2. Generalization: Research (Keskar et al., 2016) showed that very large batches can converge to sharp minima, leading to poorer generalization. Conversely, small batches introduce noise that can help escape shallow local minima. The optimal batch size often follows the "square root scaling rule" or the more recent "linear scaling rule" (Goyal et al., 2017).
3. Training throughput: Larger batches enable higher hardware utilization (e.g., tensor cores in NVIDIA H100 GPUs) but may require learning rate warmup and adaptive optimizers (e.g., AdamW, LAMB) to maintain stability.
When to use which:
- Small batch sizes (1–32): Preferred for online learning, reinforcement learning, or when memory is constrained. They also help regularize models implicitly.
- Medium batch sizes (32–256): Default for most supervised tasks; balance speed and stability.
- Large batch sizes (512–4096): Used in large‑scale distributed training, e.g., GPT‑4 and PaLM were trained with batch sizes of millions of tokens per step (via gradient accumulation).
Common pitfalls:
- Using a batch size that doesn't fit in GPU memory (out‑of‑memory errors). Solution: gradient accumulation, where gradients from multiple micro‑batches are summed before updating weights.
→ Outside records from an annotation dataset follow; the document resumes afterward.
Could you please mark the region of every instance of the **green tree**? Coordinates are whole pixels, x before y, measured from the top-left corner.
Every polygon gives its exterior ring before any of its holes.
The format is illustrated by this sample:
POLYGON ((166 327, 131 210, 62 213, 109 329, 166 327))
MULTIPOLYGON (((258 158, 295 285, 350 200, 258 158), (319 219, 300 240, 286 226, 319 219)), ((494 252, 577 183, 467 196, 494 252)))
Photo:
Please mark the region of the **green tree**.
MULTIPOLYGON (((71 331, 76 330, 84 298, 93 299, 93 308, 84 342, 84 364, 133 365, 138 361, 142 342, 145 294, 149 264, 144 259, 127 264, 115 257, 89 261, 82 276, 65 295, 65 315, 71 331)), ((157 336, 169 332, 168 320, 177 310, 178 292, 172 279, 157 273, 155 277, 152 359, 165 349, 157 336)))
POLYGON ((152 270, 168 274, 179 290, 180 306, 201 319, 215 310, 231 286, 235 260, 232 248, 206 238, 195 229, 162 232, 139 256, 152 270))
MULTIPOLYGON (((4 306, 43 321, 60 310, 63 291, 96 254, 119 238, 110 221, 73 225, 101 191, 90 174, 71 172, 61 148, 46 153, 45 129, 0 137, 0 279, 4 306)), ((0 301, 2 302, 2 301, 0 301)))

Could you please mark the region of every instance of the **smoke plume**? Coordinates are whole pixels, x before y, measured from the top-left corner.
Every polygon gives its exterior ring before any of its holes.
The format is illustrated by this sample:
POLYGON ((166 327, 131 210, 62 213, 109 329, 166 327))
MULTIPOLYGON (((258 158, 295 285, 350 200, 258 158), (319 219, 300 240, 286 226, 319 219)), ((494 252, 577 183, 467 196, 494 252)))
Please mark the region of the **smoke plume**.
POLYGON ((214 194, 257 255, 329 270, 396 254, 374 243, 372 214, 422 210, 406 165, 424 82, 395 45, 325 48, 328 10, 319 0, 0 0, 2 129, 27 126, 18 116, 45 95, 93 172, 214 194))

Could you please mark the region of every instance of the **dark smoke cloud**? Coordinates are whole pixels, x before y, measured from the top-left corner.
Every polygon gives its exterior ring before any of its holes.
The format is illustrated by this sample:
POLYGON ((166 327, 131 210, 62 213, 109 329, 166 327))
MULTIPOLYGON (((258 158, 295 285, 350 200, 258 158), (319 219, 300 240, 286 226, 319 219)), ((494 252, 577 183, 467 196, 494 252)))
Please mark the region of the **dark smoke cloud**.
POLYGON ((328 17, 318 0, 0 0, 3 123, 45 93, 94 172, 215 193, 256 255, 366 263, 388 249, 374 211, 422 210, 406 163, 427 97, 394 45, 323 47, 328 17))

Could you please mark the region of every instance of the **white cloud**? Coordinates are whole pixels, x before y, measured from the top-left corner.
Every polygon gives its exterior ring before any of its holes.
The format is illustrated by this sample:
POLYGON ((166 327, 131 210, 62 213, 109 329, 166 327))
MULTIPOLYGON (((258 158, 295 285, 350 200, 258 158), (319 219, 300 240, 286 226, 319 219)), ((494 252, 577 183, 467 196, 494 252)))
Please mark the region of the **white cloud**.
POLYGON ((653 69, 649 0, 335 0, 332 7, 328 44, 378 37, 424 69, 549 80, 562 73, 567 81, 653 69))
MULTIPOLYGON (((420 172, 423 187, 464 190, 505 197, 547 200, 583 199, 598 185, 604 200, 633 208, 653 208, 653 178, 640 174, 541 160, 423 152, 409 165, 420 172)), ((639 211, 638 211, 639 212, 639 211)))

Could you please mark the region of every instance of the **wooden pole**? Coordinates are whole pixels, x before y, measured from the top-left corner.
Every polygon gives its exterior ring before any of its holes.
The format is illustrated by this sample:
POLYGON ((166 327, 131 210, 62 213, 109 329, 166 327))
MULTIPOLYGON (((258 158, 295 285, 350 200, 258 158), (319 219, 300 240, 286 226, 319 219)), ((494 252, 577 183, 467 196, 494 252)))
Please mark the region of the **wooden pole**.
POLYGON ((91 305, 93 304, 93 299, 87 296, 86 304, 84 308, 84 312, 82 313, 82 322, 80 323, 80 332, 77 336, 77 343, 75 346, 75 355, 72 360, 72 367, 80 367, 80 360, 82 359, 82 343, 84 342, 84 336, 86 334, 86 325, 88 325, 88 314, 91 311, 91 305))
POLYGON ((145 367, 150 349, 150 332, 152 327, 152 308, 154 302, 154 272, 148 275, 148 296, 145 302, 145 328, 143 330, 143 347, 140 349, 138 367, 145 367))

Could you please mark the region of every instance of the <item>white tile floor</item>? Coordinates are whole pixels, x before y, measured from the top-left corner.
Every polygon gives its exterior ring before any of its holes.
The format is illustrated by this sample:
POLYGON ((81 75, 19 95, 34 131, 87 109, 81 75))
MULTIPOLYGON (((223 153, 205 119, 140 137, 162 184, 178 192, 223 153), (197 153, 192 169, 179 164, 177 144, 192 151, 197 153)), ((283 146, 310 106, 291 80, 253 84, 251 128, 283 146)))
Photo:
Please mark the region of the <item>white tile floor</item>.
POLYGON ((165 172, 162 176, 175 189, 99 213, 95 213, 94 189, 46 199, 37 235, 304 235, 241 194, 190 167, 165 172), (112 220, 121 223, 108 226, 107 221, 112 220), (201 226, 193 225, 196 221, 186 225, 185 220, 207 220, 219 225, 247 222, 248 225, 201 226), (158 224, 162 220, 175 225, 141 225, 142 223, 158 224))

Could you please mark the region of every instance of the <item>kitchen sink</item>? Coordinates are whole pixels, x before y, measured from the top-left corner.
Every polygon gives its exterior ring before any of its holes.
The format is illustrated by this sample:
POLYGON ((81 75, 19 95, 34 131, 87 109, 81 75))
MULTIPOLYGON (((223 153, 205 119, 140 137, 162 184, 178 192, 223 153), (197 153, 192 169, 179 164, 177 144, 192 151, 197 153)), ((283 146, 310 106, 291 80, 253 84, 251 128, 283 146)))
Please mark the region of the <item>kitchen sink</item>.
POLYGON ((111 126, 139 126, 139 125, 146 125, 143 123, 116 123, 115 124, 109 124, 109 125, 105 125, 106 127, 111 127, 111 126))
- Ignoring the relationship between batch size and learning rate: doubling batch size often requires scaling the learning rate (e.g., linear scaling rule) or using a separate learning rate schedule.
- Assuming batch size is independent of model architecture: Transformers with attention layers have quadratic memory in sequence length, so batch size must be reduced for long sequences.
Current state of the art (2026):
- Adaptive batch sizing during training is an active research area, with methods like AutoBatch (2024) dynamically adjusting B based on gradient variance.
- Large language models (LLMs) like Gemini 2.0 and Claude 4 use very large effective batch sizes (e.g., 4M tokens) via pipeline parallelism and ZeRO‑3 optimization.
- For diffusion models (e.g., Stable Diffusion 3.5), batch size is typically 64–256 per GPU, with mixed‑precision training to reduce memory.
- The trend in 2026 is toward
batch sizebeing treated as a hyperparameter to be co‑optimized with learning rate, momentum, and weight decay via Bayesian optimization or population‑based training.
In summary, batch size is a fundamental lever in training dynamics: it trades off memory, speed, and generalization. Practitioners must choose it based on hardware constraints, model architecture, and desired convergence properties.